• Automated Resectability Classification of Pancreatic Cancer CT Reports with Privacy-Preserving Open-Weight Large Language Models: A Multicenter Study

    Jeong Hyun Lee, Ji Hye Min, Kyowon Gu, Seungchul Han, Jeong Ah Hwang, Seo-Youn Choi, Kyoung Doo Song, Jeong Eun Lee, Jisun Lee, Ji Eun Moon, Hasmik Adetyan, Ju Dong Yang
    J Med Syst. 2025 Sep 24;49(1):118. doi: 10.1007/s10916-025-02248-2.

    Abstract

    To evaluate the effectiveness of open-weight large language models (LLMs) in extracting key radiological features and determining National Comprehensive Cancer Network (NCCN) resectability status from free-text radiology reports for pancreatic ductal adenocarcinoma (PDAC). Methods. Prompts were developed using 30 fictitious reports, internally validated on 100 additional fictitious reports, and tested using 200 real reports from two institutions (January 2022 to December 2023). Two radiologists established ground truth for 18 key features and resectability status. Gemma-2-27b-it and Llama-3-70b-instruct models were evaluated using recall, precision, F1-score, extraction accuracy, and overall resectability accuracy. Statistical analyses included McNemar's test and mixed-effects logistic regression. Results.
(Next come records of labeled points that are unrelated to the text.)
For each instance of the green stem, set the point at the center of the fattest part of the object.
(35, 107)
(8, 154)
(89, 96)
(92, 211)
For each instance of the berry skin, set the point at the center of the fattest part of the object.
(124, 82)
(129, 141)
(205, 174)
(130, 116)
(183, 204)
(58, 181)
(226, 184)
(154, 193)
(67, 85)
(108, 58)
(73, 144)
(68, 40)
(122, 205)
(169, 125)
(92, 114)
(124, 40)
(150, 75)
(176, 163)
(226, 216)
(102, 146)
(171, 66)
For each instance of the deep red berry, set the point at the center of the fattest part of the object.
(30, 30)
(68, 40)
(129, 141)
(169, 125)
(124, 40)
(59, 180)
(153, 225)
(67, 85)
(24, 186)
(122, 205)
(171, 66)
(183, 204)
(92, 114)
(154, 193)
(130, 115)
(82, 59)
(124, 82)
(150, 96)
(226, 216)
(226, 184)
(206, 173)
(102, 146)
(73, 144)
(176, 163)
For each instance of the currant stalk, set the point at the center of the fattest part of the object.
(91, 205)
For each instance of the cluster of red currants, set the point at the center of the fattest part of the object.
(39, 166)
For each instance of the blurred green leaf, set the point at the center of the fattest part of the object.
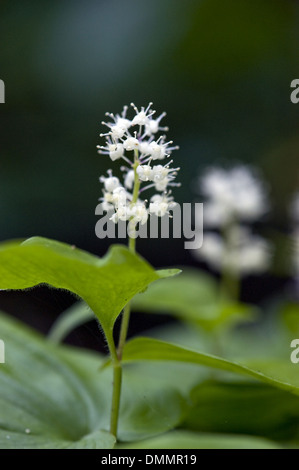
(245, 408)
(191, 440)
(193, 297)
(70, 319)
(290, 317)
(106, 284)
(62, 398)
(280, 375)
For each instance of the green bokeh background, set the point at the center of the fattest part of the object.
(220, 68)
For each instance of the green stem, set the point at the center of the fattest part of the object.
(117, 380)
(132, 247)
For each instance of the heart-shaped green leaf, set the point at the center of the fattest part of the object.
(106, 284)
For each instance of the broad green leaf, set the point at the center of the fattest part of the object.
(245, 408)
(191, 440)
(280, 375)
(61, 395)
(72, 318)
(106, 284)
(192, 297)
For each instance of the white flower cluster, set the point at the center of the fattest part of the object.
(134, 141)
(243, 254)
(233, 196)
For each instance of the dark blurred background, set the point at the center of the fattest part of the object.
(221, 69)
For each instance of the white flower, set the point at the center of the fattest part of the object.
(142, 117)
(115, 151)
(153, 125)
(139, 212)
(121, 140)
(129, 179)
(160, 205)
(232, 194)
(131, 143)
(145, 173)
(110, 183)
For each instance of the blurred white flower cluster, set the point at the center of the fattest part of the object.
(135, 141)
(294, 212)
(233, 197)
(234, 194)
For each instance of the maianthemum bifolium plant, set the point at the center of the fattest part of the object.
(209, 381)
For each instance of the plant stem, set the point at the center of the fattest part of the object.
(117, 380)
(116, 356)
(132, 248)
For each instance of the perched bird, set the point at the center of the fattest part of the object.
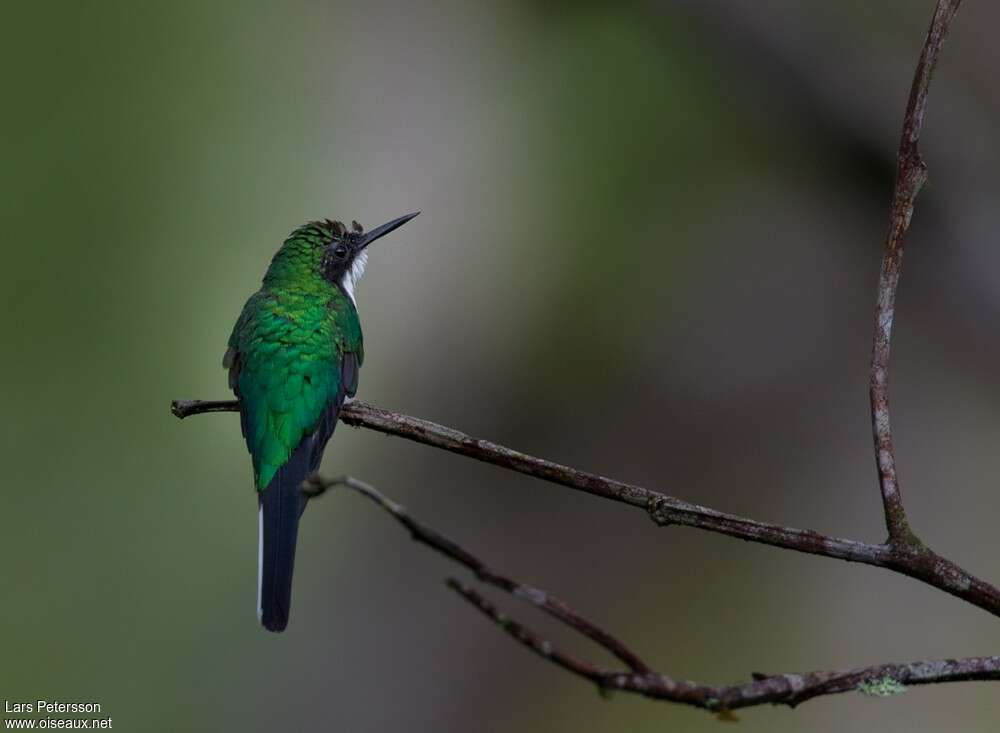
(293, 359)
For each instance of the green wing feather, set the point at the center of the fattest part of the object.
(285, 356)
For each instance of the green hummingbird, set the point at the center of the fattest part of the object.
(293, 360)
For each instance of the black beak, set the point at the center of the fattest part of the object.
(369, 237)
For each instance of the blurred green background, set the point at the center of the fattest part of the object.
(649, 247)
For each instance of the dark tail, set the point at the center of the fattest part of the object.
(280, 505)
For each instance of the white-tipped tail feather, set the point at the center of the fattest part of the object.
(260, 562)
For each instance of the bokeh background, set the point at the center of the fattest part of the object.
(649, 246)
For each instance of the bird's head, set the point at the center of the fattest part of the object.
(329, 252)
(346, 255)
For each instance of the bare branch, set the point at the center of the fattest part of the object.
(787, 689)
(432, 538)
(911, 173)
(916, 562)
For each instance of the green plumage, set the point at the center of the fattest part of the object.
(291, 340)
(293, 359)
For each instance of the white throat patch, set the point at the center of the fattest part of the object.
(351, 276)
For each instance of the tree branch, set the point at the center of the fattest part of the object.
(911, 173)
(785, 689)
(903, 552)
(916, 562)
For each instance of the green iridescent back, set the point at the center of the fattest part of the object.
(288, 347)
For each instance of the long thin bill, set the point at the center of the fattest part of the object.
(369, 237)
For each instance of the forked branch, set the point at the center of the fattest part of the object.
(903, 552)
(638, 677)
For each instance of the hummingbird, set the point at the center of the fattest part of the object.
(293, 361)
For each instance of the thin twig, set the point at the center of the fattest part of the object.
(916, 562)
(911, 173)
(432, 538)
(787, 689)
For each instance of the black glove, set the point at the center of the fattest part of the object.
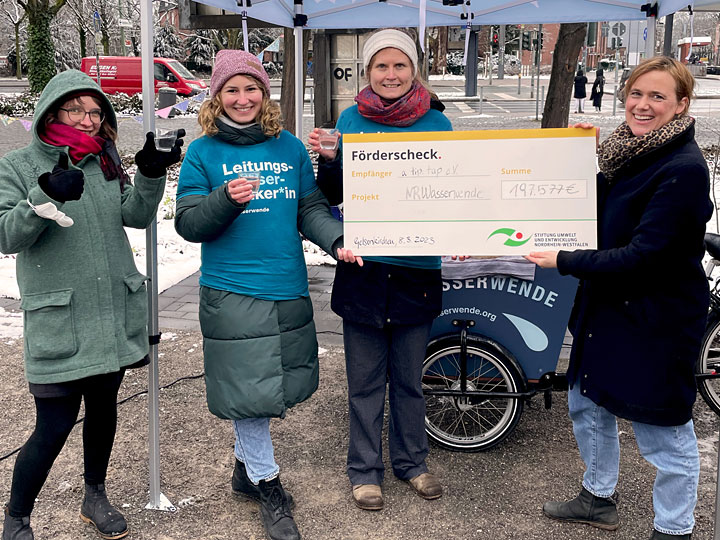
(62, 184)
(152, 162)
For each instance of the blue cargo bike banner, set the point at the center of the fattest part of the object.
(527, 317)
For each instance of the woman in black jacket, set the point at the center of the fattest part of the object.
(640, 311)
(580, 93)
(598, 90)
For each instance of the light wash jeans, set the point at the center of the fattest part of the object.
(672, 450)
(253, 446)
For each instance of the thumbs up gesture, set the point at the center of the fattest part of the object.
(62, 184)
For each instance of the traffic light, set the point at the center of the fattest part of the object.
(526, 41)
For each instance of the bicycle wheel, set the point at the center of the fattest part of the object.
(709, 363)
(470, 424)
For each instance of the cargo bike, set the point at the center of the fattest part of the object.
(494, 346)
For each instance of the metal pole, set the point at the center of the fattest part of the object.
(650, 41)
(501, 53)
(667, 41)
(299, 76)
(158, 501)
(471, 64)
(539, 58)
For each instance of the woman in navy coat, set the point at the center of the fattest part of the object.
(640, 312)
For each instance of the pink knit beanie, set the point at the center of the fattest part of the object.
(231, 62)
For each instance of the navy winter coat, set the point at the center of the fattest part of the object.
(641, 307)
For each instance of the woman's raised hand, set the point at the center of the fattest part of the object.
(240, 190)
(544, 259)
(314, 142)
(346, 255)
(588, 125)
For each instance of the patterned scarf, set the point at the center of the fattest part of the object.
(402, 112)
(81, 144)
(622, 145)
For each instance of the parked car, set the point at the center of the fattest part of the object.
(124, 74)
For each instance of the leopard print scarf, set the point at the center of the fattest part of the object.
(622, 145)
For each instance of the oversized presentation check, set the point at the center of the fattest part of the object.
(502, 192)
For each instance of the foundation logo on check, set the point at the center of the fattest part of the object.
(514, 238)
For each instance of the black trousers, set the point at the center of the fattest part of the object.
(374, 356)
(55, 418)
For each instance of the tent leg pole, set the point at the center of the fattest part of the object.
(157, 500)
(299, 80)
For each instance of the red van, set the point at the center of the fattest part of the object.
(124, 74)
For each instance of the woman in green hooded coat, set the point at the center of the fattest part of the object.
(64, 200)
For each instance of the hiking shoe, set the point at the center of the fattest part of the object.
(585, 508)
(275, 511)
(17, 528)
(97, 510)
(368, 496)
(243, 487)
(657, 535)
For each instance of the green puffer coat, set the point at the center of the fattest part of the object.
(83, 299)
(260, 355)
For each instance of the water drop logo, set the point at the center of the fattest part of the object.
(515, 238)
(533, 336)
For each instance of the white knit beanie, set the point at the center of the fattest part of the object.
(389, 38)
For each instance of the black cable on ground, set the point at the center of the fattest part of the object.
(79, 420)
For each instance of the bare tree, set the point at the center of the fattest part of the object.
(567, 49)
(41, 52)
(287, 97)
(12, 13)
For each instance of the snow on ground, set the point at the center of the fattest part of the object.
(176, 259)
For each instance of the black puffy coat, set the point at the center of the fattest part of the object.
(580, 83)
(640, 311)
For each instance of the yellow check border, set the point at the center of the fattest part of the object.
(404, 136)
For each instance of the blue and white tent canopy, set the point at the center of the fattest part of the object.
(336, 14)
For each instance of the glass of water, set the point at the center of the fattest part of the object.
(165, 139)
(329, 138)
(253, 178)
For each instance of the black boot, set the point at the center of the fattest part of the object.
(243, 487)
(585, 508)
(657, 535)
(275, 511)
(96, 509)
(17, 528)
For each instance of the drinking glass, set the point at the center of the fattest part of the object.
(329, 139)
(165, 139)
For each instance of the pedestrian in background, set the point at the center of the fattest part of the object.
(640, 312)
(598, 90)
(580, 92)
(64, 200)
(389, 303)
(259, 341)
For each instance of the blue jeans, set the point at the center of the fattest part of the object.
(253, 446)
(672, 450)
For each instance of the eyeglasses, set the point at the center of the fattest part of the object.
(78, 115)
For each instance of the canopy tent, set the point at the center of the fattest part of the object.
(343, 14)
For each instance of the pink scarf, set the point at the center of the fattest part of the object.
(80, 144)
(402, 112)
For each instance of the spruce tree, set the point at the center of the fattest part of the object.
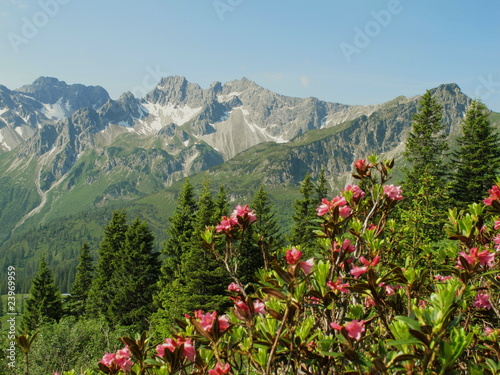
(180, 231)
(171, 291)
(425, 147)
(44, 303)
(266, 227)
(135, 277)
(221, 203)
(424, 186)
(303, 218)
(477, 160)
(204, 281)
(102, 289)
(77, 302)
(321, 188)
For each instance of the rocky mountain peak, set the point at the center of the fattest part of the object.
(49, 90)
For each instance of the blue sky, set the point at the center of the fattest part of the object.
(349, 51)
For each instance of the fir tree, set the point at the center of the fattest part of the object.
(477, 160)
(221, 203)
(171, 292)
(303, 218)
(425, 152)
(180, 231)
(321, 186)
(266, 227)
(77, 302)
(136, 275)
(102, 290)
(44, 303)
(203, 279)
(425, 147)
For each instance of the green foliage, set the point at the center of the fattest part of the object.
(424, 186)
(303, 218)
(191, 277)
(71, 344)
(266, 228)
(425, 147)
(135, 277)
(102, 290)
(477, 160)
(44, 303)
(77, 302)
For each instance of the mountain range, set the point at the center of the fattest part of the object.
(69, 154)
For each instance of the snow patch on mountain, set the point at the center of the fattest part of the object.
(58, 110)
(177, 114)
(3, 143)
(227, 97)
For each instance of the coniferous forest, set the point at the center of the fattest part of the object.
(382, 277)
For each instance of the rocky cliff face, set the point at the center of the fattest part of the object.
(72, 137)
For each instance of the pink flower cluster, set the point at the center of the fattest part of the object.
(484, 258)
(233, 287)
(494, 195)
(220, 369)
(354, 328)
(242, 311)
(394, 193)
(360, 164)
(293, 256)
(207, 320)
(358, 271)
(482, 300)
(120, 359)
(338, 285)
(327, 206)
(357, 192)
(346, 246)
(171, 344)
(240, 215)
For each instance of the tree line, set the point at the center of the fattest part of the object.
(131, 285)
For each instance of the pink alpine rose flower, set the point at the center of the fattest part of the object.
(360, 164)
(345, 211)
(244, 212)
(307, 266)
(108, 359)
(259, 307)
(346, 246)
(207, 320)
(488, 331)
(226, 224)
(122, 359)
(233, 287)
(338, 285)
(358, 271)
(242, 311)
(292, 256)
(497, 224)
(494, 195)
(482, 300)
(326, 205)
(220, 369)
(357, 192)
(171, 344)
(485, 258)
(354, 328)
(438, 277)
(393, 192)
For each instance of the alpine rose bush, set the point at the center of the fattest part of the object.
(356, 306)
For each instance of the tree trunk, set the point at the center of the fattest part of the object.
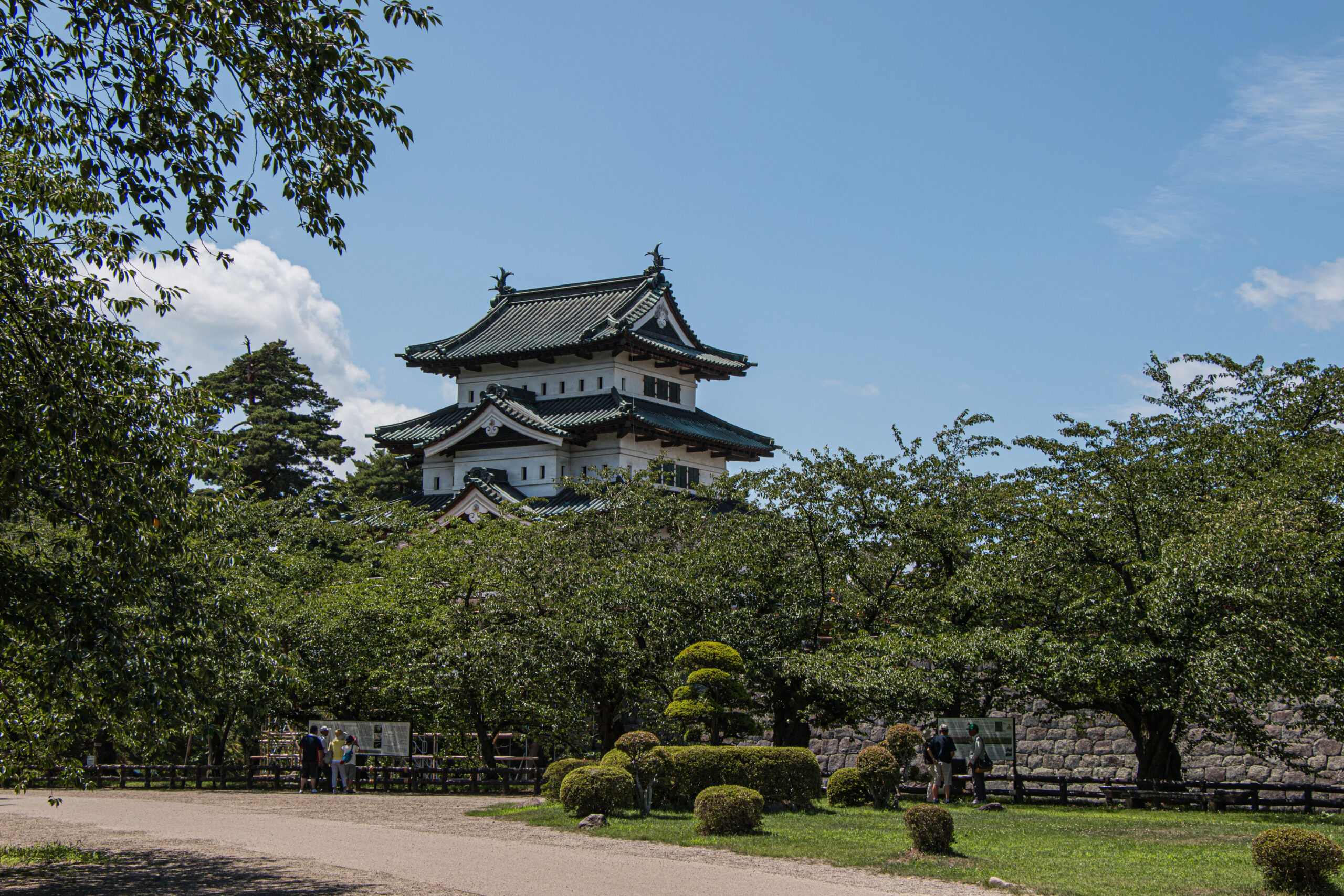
(790, 730)
(609, 726)
(484, 741)
(1155, 742)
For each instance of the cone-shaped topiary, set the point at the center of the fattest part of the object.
(844, 789)
(930, 828)
(881, 774)
(554, 775)
(728, 809)
(597, 789)
(1296, 860)
(713, 695)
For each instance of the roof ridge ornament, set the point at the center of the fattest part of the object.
(502, 287)
(658, 267)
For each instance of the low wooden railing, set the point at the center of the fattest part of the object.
(1066, 790)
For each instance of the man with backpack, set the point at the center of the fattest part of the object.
(944, 750)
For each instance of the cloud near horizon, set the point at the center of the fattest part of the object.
(1316, 297)
(1284, 128)
(265, 297)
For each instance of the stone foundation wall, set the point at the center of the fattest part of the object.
(1101, 747)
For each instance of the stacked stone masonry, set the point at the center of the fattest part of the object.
(1101, 747)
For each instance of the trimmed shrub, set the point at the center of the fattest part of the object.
(728, 809)
(710, 655)
(1296, 860)
(597, 789)
(881, 774)
(844, 789)
(930, 828)
(905, 742)
(779, 774)
(554, 775)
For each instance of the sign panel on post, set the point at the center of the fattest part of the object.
(375, 738)
(1000, 736)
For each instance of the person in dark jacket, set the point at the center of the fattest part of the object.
(310, 749)
(944, 750)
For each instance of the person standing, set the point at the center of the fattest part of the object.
(944, 751)
(334, 749)
(310, 749)
(347, 762)
(979, 763)
(932, 793)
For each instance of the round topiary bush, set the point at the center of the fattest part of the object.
(930, 828)
(597, 789)
(905, 742)
(554, 775)
(881, 774)
(1296, 860)
(844, 789)
(728, 809)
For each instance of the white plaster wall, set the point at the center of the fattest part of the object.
(570, 370)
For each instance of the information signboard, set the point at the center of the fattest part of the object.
(375, 738)
(1000, 736)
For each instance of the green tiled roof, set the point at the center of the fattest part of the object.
(574, 318)
(579, 419)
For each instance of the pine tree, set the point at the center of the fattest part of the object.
(288, 428)
(382, 476)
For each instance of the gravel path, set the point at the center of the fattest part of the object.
(385, 846)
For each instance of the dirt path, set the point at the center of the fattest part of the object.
(380, 846)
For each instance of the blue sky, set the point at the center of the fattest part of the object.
(899, 212)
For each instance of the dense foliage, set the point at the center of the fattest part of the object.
(932, 829)
(1296, 860)
(728, 809)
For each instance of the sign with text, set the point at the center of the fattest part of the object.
(1000, 736)
(375, 738)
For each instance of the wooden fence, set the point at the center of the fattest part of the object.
(383, 777)
(1065, 790)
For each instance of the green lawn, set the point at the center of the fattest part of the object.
(49, 855)
(1065, 852)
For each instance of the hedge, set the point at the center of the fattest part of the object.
(779, 774)
(597, 789)
(728, 810)
(844, 789)
(554, 775)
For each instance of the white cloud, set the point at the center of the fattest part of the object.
(1285, 127)
(1164, 217)
(1315, 299)
(265, 297)
(867, 390)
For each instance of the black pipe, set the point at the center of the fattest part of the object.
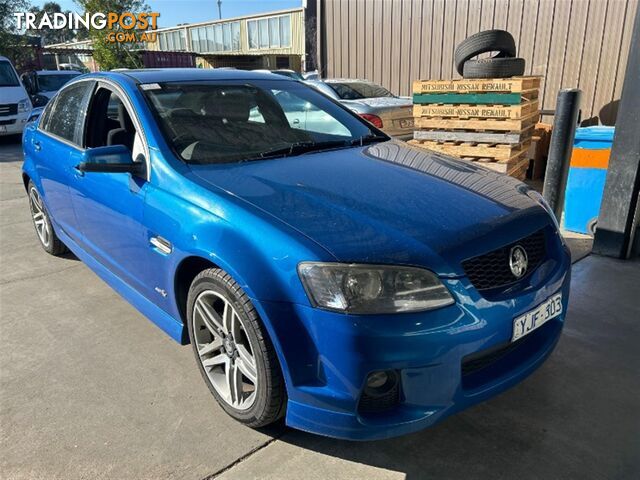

In internal validation, Llama had significantly higher recall than Gemma (99% vs. 95%, p < 0.01) and slightly higher extraction accuracy (98% vs. 97%). Llama also demonstrated higher overall resectability accuracy (93% vs. 91%). In the internal test set, both models achieved 96% recall and 96% extraction accuracy. Overall resectability accuracy was 95% for Llama and 93% for Gemma. In the external test set, both models had 93% recall. Extraction accuracy was 93% for Llama and 95% for Gemma. Gemma achieved higher overall resectability accuracy (89% vs. 83%), but the difference was not statistically significant (p > 0.05). Conclusion. Open-weight models accurately extracted key radiological features and determined NCCN resectability status from free-text PDAC reports. While internal dataset performance was robust, performance on external data decreased, highlighting the need for institution-specific optimization.